A second example of a common modeling paradigm is modeling processes as a sequence of events with various actors playing various roles. Computations over such representations can answer questions such as: What is the role of Entity in Process? What Entity performs Role in Event? During X, what happens after Y? etc.. The AKBC task is to then acquire representations of specific processes. Again, the modeling paradigm is implemented by hand, but the specific models it operates over are to be acquired semi-automatically. We are working with Stanford University on techniques to extract such process models from text using supervised learning  .
Finally, a number of questions involve non-textual information (tables, diagrams, graphs, etc.). While there are emerging techniques for diagrammatic representation and reasoning (e.g.,  ), this remains a challenging area for reasoning and explanation.

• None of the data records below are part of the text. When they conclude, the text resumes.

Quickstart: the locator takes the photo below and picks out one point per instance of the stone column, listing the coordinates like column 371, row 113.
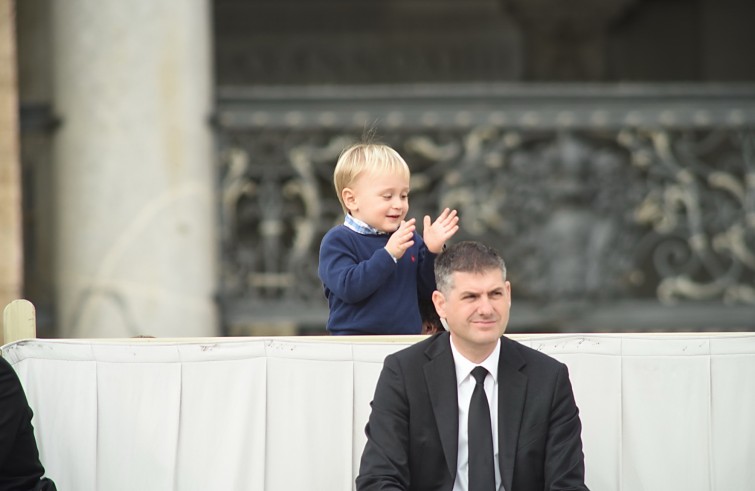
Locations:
column 134, row 173
column 11, row 251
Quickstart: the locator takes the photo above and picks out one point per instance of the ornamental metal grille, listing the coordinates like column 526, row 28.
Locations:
column 615, row 208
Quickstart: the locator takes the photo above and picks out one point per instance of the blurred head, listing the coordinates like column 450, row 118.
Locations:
column 372, row 184
column 473, row 297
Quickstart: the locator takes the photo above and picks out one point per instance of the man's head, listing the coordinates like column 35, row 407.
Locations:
column 472, row 296
column 372, row 184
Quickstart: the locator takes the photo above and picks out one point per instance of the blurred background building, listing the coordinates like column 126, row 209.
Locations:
column 176, row 156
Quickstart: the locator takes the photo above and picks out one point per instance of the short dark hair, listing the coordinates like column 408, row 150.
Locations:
column 465, row 257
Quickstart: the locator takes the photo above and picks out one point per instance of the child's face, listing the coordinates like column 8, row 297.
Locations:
column 379, row 200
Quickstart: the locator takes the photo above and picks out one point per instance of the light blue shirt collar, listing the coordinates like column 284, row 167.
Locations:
column 360, row 227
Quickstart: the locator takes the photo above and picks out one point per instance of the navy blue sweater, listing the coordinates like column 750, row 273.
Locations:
column 369, row 293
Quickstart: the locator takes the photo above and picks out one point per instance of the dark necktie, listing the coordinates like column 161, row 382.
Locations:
column 481, row 467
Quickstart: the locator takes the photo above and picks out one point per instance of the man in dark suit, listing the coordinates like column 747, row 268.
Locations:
column 420, row 432
column 20, row 468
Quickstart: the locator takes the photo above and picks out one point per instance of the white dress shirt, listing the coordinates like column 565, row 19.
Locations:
column 465, row 384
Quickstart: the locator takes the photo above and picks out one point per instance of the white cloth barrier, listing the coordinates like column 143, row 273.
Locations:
column 659, row 412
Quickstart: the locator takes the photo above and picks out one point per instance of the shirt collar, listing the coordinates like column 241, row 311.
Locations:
column 360, row 227
column 464, row 366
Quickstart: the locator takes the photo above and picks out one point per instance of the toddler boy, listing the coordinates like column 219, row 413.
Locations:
column 375, row 268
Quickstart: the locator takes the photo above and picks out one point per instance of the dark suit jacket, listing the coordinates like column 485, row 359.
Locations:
column 412, row 433
column 20, row 468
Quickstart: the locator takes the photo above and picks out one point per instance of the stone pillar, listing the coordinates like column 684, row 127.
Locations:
column 134, row 173
column 11, row 251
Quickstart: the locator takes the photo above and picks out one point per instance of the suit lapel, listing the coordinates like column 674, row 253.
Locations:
column 512, row 390
column 440, row 376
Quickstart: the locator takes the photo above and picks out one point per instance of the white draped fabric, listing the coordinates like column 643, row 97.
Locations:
column 659, row 412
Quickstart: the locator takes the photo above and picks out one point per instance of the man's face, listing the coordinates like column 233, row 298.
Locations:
column 379, row 200
column 476, row 309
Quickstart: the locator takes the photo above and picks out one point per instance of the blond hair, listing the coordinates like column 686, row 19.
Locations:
column 376, row 158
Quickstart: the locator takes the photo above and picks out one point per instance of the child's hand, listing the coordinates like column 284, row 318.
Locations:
column 401, row 239
column 442, row 229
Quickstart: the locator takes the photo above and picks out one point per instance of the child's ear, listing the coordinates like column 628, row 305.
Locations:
column 349, row 199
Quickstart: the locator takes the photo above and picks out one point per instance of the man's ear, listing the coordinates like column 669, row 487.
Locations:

One category of knowledge we have not covered, but is also relevant, is more general knowledge about predicates and categories themselves such as: transitivity/"transfers thru" relationships, mutual exclusivity, predicate cardinality, and domain/range constraints on predicates. This type of knowledge is similar to what LoBue and Yates call "form-based knowledge"  . It is more global in nature and applies to multiple question types, and while one might view it as containing just additional forms of "inference rules" (Section 3.4), they are structurally different and are unlikely to be stated directly in text. Different acquisition methods will be needed for this kind of knowledge, e.g., hand-coding or inductive rule learning, such as by Galarraga et al.  .
Why construct knowledge resources such as these ahead of time, rather than just extract the required knowledge on-demand at run-time? In practice, both "pre-caching" of knowledge and runtime extraction are needed. Materializing implicit knowledge allows for its correction and refinement, to reduce errors and noise, e.g., by applying global constraints to the knowledge, by searching for and removing inconsistencies, and by manual filtering of the knowledge ("crowd-correcting"). In the end, this aspect of AKBC is the most important as individual extractions will always be noisy; it is only by refining the aggregated extractions into a more accurate ("purer") form that we can hope to obtain the quality needed for the task. In other words, AKBC is more than just extraction, it also requires an assembly and refinement process. To the extent that questions appear that are not answerable by information in the knowledge resources, additional run-time search and extraction may be needed. Also, note that our architecture ( Figure 1 ) does not assume a single, monolithic knowledge base; rather, it accommodates a variety of resources, with elements that may be in conflict with each other, hence reducing inconsistency is desirable but not an absolute requirement. Rather, an evidential reasoning is required during question answering.
Our survey of the fourth grade exams suggests that there is a wide variety of question types and corresponding targets for AKBC, as we have enumerated. The result of our analysis suggests that as well as fact extraction from text and statistically driven rule extraction, three other styles of AKBC would be useful: acquiring definitional knowledge, direct "reading" of rules from texts that state them explicitly, and, given a particular representational framework (e.g., qualitative reasoning), acquisition of specific instances of those models from text (e..g, specific qualitative models). While there has been work in these areas in the past (e.g., work on processing machine readable dictionaries), further exploration is needed if machines are to have the knowledge to pass a fourth grade science exam.